Grand-père avait un éléphant, Vaikom Muhammad Bascheer

Ou comment se faire avoir totalement de son plein gré et en toute conscience par une couverture rose kitch, le genre fluo à paillettes, qui vous fait cligner des yeux sur l’étalage. Avec une grosse éléphante glamour dessinée dessus qui rigole, ma fibre Bollywood  a vibré. La quatrième disait « conte et sagesse indoue », trop tard, le rose m’avait convaincue. Mais trop de rose nuit.

C’est la très courte histoire d’une jeune fille qui porte, par contre, un prénom à rallonge, si bien que je vais pas l’écrire souvent, KounnioupaHoumma ( le genre de nom à vous faire faire une faute de frappe de plus !). KounnioupaHoumma est fille de Houmma, elle même fille chérie de Anamakkar, le grand père qui avait un éléphant, visiblement un signe de gloire et de respectabilité, vu que la Houmma (mère), elle n’en démord pas. La famille est riche, très riche, supérieure, très supérieure, mulsulmane, très musulmane, fermée, très fermée. Pas comme ces « égarés », les Kafir. Pas trop compris ce que cela recouvrait comme religion ou comme caste, sauf qu’il peut y avoir des Kafir mulsumans et qu’une Kafir se reconnait à ce qu’elle porte un sari et un corsage à manches courtes qui découvre la taille. Ce que KounnioupaHoumma rêve de porter quand elle sera grande, ce dont il n’est pas question pour l’instant et pour ses parents. En attendant son mariage, elle reste immobilisée, dans la maison, couverte d’or et sans révolte. Elle attend qu’on vienne l’épouser. La mère est difficile et le père bientôt ruiné. Plus de mariage en vue, mais toujours pas de sari. Peut-être une liberté nouvelle en vue grâce à la pauvreté (oui, là, je tique un peu …) un puits, une mare miroir du monde méchant, des toilettes sèches et déplaçables (non, je n’exagère pas).
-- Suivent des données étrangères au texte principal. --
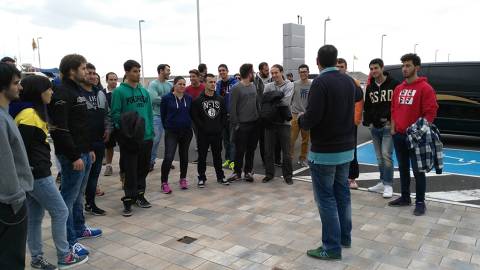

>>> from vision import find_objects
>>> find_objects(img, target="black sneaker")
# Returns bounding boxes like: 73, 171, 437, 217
227, 173, 242, 182
136, 193, 152, 208
30, 256, 57, 270
262, 176, 273, 183
217, 178, 230, 186
285, 177, 293, 185
243, 173, 254, 183
413, 202, 427, 216
122, 198, 133, 217
388, 196, 412, 207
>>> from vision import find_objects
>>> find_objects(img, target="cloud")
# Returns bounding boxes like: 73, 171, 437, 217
4, 0, 137, 30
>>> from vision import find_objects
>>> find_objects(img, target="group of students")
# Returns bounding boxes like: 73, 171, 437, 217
0, 45, 438, 269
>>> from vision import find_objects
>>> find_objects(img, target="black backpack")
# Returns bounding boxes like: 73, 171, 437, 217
260, 91, 285, 126
117, 111, 145, 152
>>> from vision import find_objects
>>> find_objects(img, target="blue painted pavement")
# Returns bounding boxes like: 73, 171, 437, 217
357, 142, 480, 177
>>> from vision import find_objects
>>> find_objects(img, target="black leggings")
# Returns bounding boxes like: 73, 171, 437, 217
160, 129, 193, 183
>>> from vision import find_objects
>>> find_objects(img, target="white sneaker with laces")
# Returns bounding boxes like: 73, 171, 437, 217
383, 185, 393, 199
368, 182, 385, 193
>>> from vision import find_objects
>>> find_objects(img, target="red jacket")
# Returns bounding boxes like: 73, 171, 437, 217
391, 77, 438, 134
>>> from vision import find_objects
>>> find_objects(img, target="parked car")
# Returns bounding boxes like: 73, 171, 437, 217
385, 62, 480, 136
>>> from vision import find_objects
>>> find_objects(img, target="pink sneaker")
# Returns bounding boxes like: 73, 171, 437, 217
162, 183, 172, 194
348, 179, 358, 189
180, 178, 188, 189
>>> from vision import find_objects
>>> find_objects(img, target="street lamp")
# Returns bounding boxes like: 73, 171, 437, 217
380, 34, 387, 59
37, 37, 42, 68
138, 20, 145, 85
323, 17, 331, 45
197, 0, 202, 64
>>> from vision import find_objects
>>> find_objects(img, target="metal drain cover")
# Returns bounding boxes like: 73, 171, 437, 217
177, 236, 197, 244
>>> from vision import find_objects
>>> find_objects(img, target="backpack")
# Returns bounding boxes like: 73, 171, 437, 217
260, 91, 285, 126
118, 111, 145, 152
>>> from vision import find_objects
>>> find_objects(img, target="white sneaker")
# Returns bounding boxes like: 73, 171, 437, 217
368, 182, 385, 193
383, 185, 393, 199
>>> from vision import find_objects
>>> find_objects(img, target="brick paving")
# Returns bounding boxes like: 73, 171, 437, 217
27, 158, 480, 270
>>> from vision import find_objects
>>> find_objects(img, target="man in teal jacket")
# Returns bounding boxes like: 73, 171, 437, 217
112, 60, 154, 216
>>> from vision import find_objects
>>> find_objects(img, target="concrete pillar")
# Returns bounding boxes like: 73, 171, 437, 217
283, 23, 305, 80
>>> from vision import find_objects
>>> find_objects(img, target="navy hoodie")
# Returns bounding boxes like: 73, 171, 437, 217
160, 93, 192, 130
298, 70, 362, 153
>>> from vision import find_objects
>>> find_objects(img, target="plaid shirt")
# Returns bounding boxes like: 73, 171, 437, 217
407, 117, 443, 174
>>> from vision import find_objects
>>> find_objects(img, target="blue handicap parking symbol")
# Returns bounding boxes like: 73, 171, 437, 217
357, 142, 480, 176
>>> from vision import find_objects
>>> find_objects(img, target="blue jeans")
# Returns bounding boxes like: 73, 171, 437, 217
58, 153, 92, 246
393, 133, 427, 202
85, 147, 105, 206
27, 176, 69, 261
222, 121, 235, 161
150, 115, 163, 166
370, 126, 393, 186
309, 162, 352, 253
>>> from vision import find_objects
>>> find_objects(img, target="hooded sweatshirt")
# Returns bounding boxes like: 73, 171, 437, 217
48, 78, 93, 162
215, 77, 238, 113
192, 92, 227, 135
111, 83, 153, 141
10, 102, 52, 179
230, 82, 260, 126
363, 73, 399, 128
391, 77, 438, 134
0, 107, 33, 213
82, 87, 112, 149
160, 93, 192, 130
263, 80, 294, 126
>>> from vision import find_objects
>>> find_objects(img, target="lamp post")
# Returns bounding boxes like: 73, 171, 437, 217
138, 20, 145, 85
380, 34, 387, 59
323, 17, 331, 45
197, 0, 202, 64
37, 37, 42, 68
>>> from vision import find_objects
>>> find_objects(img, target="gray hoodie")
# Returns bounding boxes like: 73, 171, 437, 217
0, 107, 33, 214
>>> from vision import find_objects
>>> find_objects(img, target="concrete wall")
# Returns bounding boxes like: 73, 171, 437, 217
283, 23, 305, 80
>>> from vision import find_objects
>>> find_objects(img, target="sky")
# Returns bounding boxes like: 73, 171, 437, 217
0, 0, 480, 77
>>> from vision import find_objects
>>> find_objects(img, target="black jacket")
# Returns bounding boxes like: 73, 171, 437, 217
298, 71, 363, 153
48, 79, 92, 162
363, 73, 399, 128
191, 92, 227, 135
260, 91, 292, 127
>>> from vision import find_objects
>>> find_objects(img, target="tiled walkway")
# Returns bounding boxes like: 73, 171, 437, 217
27, 158, 480, 270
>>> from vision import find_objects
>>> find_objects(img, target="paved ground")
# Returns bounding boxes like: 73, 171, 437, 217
162, 126, 480, 205
27, 155, 480, 270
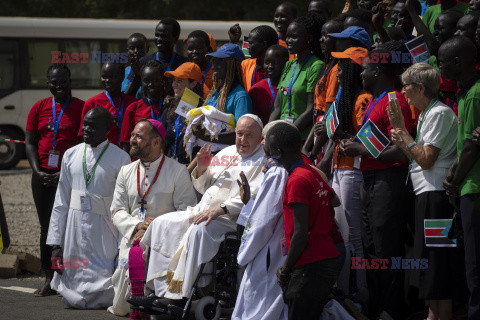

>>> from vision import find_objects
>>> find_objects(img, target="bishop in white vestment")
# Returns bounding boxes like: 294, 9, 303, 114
232, 166, 288, 320
141, 114, 264, 300
108, 119, 196, 316
47, 108, 130, 309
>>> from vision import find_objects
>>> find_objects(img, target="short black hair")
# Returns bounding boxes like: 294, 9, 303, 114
140, 59, 165, 78
438, 36, 477, 61
158, 17, 180, 39
277, 1, 298, 17
250, 25, 278, 47
266, 122, 302, 153
137, 118, 162, 138
47, 63, 71, 78
187, 30, 213, 51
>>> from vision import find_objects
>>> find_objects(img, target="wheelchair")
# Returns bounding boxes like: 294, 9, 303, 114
131, 232, 241, 320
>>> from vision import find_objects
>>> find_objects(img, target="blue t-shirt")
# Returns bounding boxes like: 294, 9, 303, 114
207, 85, 252, 122
122, 66, 142, 100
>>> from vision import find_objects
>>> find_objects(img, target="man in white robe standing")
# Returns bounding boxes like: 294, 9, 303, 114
108, 119, 196, 316
47, 108, 130, 309
131, 114, 264, 307
232, 120, 288, 320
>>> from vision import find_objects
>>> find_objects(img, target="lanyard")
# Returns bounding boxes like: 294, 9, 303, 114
105, 91, 124, 131
362, 88, 392, 126
82, 140, 110, 188
137, 156, 165, 211
267, 78, 277, 102
156, 52, 175, 71
200, 62, 212, 86
173, 115, 184, 157
52, 96, 70, 149
415, 100, 437, 143
288, 54, 312, 114
147, 98, 163, 121
288, 159, 305, 174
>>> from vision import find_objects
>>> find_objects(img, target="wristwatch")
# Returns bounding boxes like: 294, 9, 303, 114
220, 203, 228, 214
406, 141, 417, 151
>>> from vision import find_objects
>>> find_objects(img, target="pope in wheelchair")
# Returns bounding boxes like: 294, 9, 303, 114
127, 114, 264, 318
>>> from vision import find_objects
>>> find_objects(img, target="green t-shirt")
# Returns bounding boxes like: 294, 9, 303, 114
457, 80, 480, 196
423, 2, 470, 33
278, 56, 325, 140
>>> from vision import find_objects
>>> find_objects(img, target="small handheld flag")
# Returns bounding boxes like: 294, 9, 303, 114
325, 101, 339, 139
405, 35, 430, 63
357, 119, 390, 159
423, 219, 457, 247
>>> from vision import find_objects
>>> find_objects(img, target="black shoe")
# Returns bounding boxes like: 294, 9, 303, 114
127, 293, 158, 308
152, 298, 187, 309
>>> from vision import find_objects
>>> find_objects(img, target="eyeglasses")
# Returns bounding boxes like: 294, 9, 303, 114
402, 82, 418, 89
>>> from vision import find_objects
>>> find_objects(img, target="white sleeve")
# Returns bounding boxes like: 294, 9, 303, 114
47, 156, 72, 245
237, 169, 288, 266
110, 167, 141, 240
173, 166, 197, 211
421, 108, 458, 150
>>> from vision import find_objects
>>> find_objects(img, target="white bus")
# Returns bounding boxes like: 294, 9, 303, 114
0, 17, 273, 169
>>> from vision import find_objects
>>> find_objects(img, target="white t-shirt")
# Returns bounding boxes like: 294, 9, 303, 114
410, 101, 458, 195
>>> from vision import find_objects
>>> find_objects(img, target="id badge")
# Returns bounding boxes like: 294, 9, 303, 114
280, 237, 288, 257
48, 149, 60, 168
138, 208, 147, 221
285, 115, 295, 123
80, 195, 92, 212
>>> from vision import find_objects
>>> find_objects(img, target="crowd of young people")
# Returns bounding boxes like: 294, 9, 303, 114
26, 0, 480, 320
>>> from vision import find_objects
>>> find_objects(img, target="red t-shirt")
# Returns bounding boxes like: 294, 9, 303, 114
25, 97, 84, 169
120, 99, 166, 142
248, 79, 278, 125
78, 92, 137, 146
360, 92, 413, 171
283, 164, 339, 267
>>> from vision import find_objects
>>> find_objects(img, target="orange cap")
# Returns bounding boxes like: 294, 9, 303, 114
332, 47, 368, 65
183, 32, 217, 52
165, 62, 203, 83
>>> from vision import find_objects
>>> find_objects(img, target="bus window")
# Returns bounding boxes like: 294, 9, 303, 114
0, 52, 15, 91
28, 41, 60, 88
64, 40, 102, 89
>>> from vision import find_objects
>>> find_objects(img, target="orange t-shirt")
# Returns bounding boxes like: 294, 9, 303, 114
333, 90, 372, 170
314, 64, 339, 113
278, 39, 297, 60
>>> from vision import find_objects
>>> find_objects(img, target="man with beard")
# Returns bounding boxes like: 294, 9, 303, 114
47, 107, 130, 309
108, 119, 196, 316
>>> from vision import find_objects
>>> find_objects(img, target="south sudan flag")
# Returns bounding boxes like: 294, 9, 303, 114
424, 219, 457, 247
357, 119, 390, 159
325, 101, 339, 139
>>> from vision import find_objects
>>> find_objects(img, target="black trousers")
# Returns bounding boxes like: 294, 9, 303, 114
285, 257, 340, 320
360, 164, 408, 319
32, 170, 57, 272
460, 193, 480, 320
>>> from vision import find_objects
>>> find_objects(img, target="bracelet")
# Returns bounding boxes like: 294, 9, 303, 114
406, 141, 417, 151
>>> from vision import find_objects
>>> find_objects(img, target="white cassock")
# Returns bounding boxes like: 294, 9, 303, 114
47, 141, 130, 309
108, 155, 197, 316
141, 146, 264, 299
232, 167, 288, 320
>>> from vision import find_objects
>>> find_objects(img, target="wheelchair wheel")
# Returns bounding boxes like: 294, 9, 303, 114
195, 296, 220, 320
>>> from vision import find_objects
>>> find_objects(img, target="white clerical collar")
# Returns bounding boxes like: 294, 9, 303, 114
140, 153, 163, 167
87, 139, 108, 150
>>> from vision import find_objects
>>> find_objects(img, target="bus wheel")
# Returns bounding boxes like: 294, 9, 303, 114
0, 127, 25, 170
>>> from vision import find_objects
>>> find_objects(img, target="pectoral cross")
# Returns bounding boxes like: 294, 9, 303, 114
138, 198, 147, 212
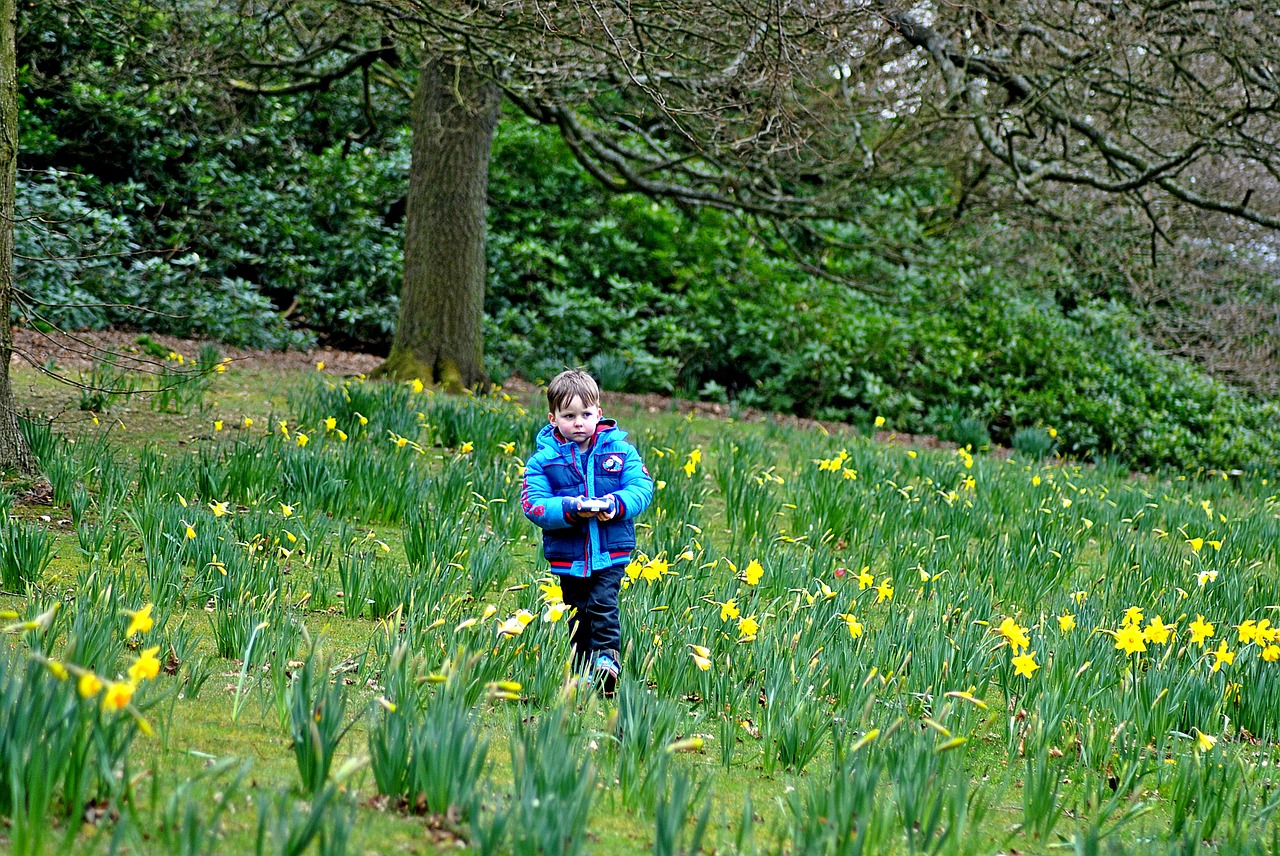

Fable légèrement troussée sur (me semble-t-il) :

  • la différence religieuse et les apparences à dépasser, parce que ce n’est pas bien de ne pas dépasser les apparences, et qu’en les dépassant, on peut être heureux,
  • l’acceptation de son sort mais qu’on peut améliorer quand même un peu grâce aux toilettes séches et à la sagesse pragmatique d’un prince charmant.

Se laisse picorer en passant, mais bon, moi et la sagesse indoue, j’ai encore du boulot, faut croire.